Le second combat se situe à l'article 604, la dérogation de responsabilité des développeurs visant à protéger les constructeurs de logiciels non dépositaires d'être traités comme des transmetteurs de fonds lorsqu'ils ne contrôlent pas les fonds des utilisateurs. Cette disposition a attiré l'attention des forces de l'ordre qui y voient une faille potentielle, tandis que les développeurs citent la poursuite de Tornado Cash contre Roman Storm comme preuve que ce refuge est nécessaire.
Alex Thorn, responsable de la recherche pour l'ensemble de Galaxy Digital, a réduit le 26 juin la probabilité estimée par la firme d'une adoption en 2026 de 60 % à 50 %, invoquant le resserrement du calendrier et la concurrence pour le temps de séance plutôt que des différends politiques non résolus. JPMorgan a déclaré dans un rapport publié plus tôt ce mois-ci que le texte ne disposait peut-être que d'une fenêtre limitée pour son adoption, alors que le calendrier du Congrès se resserre avant les élections de mi-mandat.
Ce qu'un retard signifie pour les marchés
Un retard prolongerait l'incertitude réglementaire.

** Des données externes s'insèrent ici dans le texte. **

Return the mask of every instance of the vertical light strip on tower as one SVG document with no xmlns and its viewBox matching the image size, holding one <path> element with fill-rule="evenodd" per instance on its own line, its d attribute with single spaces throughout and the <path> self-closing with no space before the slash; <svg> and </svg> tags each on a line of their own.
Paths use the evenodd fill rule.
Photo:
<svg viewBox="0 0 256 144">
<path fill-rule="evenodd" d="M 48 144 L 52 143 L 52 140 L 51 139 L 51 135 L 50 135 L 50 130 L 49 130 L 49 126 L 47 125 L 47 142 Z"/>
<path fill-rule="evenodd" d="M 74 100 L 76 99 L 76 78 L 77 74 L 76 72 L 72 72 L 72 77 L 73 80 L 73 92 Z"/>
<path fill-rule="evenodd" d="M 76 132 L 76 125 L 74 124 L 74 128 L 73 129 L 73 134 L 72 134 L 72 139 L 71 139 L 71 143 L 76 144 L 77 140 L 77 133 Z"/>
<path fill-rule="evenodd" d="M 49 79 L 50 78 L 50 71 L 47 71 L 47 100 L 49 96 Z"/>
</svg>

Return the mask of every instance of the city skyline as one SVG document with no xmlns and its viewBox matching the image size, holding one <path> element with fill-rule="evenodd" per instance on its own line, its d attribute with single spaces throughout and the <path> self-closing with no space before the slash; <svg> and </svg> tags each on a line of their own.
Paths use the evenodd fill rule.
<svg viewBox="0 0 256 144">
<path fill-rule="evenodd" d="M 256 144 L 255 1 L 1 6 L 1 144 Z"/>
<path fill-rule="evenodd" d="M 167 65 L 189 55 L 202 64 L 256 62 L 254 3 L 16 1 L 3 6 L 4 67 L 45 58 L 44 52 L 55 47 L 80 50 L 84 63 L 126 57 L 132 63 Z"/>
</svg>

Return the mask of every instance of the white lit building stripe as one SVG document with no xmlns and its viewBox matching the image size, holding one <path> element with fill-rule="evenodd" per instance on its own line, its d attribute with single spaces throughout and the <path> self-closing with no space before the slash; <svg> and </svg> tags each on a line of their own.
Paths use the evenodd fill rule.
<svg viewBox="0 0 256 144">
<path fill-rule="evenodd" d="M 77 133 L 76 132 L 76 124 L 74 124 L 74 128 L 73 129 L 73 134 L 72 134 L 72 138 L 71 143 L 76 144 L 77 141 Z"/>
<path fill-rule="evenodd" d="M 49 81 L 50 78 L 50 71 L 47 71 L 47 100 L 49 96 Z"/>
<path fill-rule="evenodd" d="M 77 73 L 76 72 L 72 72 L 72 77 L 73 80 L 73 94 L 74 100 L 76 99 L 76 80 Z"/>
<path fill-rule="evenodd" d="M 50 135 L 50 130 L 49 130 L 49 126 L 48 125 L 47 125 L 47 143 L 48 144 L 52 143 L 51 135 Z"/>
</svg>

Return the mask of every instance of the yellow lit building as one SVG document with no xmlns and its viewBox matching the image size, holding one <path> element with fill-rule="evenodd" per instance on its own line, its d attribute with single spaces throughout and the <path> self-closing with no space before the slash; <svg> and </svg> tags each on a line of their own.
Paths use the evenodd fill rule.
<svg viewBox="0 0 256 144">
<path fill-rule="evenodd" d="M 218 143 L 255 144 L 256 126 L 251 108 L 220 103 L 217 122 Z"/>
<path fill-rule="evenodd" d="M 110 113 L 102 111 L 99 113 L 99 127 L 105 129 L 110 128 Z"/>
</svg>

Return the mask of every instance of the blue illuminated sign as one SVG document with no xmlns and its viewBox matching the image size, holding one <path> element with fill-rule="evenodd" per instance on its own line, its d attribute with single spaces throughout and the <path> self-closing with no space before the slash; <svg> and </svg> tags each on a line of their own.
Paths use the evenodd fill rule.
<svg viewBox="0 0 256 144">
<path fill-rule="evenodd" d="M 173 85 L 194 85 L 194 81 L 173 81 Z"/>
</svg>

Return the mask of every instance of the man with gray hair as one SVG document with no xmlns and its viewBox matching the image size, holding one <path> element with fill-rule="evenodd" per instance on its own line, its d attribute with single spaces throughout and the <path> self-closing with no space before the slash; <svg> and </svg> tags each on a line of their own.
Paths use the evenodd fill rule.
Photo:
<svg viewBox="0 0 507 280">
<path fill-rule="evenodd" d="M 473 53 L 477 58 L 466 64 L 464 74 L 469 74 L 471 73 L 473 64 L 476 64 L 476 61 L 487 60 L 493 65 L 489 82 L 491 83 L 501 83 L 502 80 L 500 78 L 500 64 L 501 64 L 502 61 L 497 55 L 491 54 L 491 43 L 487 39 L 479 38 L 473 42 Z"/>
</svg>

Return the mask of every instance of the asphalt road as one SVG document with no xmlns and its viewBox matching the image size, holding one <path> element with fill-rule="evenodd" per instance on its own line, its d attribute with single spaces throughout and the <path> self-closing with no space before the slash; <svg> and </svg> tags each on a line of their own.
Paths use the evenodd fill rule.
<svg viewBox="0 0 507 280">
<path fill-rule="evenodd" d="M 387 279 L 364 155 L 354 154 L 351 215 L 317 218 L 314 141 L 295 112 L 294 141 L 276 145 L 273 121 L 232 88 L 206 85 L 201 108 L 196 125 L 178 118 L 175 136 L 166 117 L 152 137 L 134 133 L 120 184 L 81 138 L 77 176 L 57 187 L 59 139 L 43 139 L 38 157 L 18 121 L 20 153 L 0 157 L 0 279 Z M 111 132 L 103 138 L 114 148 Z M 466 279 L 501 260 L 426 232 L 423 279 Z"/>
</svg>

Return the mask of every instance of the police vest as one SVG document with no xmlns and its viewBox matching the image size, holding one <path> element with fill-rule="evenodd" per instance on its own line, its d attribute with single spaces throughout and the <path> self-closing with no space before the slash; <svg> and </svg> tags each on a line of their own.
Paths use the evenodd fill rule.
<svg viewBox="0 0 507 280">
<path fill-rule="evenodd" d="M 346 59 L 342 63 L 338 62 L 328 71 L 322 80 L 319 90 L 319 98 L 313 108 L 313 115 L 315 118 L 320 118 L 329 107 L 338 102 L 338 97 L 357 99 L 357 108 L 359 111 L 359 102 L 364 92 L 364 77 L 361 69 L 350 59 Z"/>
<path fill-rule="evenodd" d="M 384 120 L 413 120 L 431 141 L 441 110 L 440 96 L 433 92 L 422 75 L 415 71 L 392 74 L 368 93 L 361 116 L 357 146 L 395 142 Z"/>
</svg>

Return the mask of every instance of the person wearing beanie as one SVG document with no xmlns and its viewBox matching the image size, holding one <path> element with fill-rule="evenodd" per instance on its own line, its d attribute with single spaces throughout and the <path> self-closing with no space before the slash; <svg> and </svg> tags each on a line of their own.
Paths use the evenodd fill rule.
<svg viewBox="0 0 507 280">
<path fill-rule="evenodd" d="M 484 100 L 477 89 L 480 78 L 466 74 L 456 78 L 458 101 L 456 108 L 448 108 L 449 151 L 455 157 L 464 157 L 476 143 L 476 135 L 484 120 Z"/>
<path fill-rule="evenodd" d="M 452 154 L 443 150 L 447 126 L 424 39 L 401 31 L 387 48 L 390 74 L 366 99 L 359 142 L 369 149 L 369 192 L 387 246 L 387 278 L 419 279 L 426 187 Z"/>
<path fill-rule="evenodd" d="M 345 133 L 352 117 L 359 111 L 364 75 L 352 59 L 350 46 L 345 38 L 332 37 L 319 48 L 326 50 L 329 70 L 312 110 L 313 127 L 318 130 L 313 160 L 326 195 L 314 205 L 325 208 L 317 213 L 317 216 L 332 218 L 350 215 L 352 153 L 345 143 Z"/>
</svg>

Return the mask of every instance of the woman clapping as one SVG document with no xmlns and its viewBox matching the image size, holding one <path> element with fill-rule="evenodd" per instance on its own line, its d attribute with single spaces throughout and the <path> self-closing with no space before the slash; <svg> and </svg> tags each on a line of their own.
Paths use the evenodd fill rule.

Bien que les récentes orientations de la SEC, de la CFTC et de l'OCC aient amélioré les perspectives, Jefferies a noté que les actions des agences peuvent être annulées par les futures administrations, ce qui pourrait inciter les institutions financières réglementées à ralentir leurs initiatives blockchain tout en réévaluant les risques juridiques et de conformité.
Les analystes de la banque s'attendent à ce que le processus législatif alimente la volatilité des actions liées aux cryptos, notamment Circle (CRCL), Coinbase (COIN) et Bullish (BLSH), ainsi que de certains crypto-tokens. Pour Circle, la banque voit des implications mitigées : le texte actuel fermerait une brèche permettant à des tiers comme Coinbase d'offrir des récompenses sur les avoirs en USDC, ce qui pourrait ralentir la croissance de l'USDC, tandis qu'un retard donnerait à Circle plus de temps pour développer son réseau de paiements.
La sénatrice Lummis a prévenu qu'un échec en 2026 risquait de repousser la législation sur la structuration des marchés à 2030 ou au-delà, compte tenu de la probabilité d'une composition modifiée du Sénat après novembre. Le prochain signal fort à surveiller est la publication du texte fusionné du Sénat — sa présence ou son absence dans les deux premières semaines de juillet déterminera si les chances de 48 % se maintiennent ou s'effondrent davantage.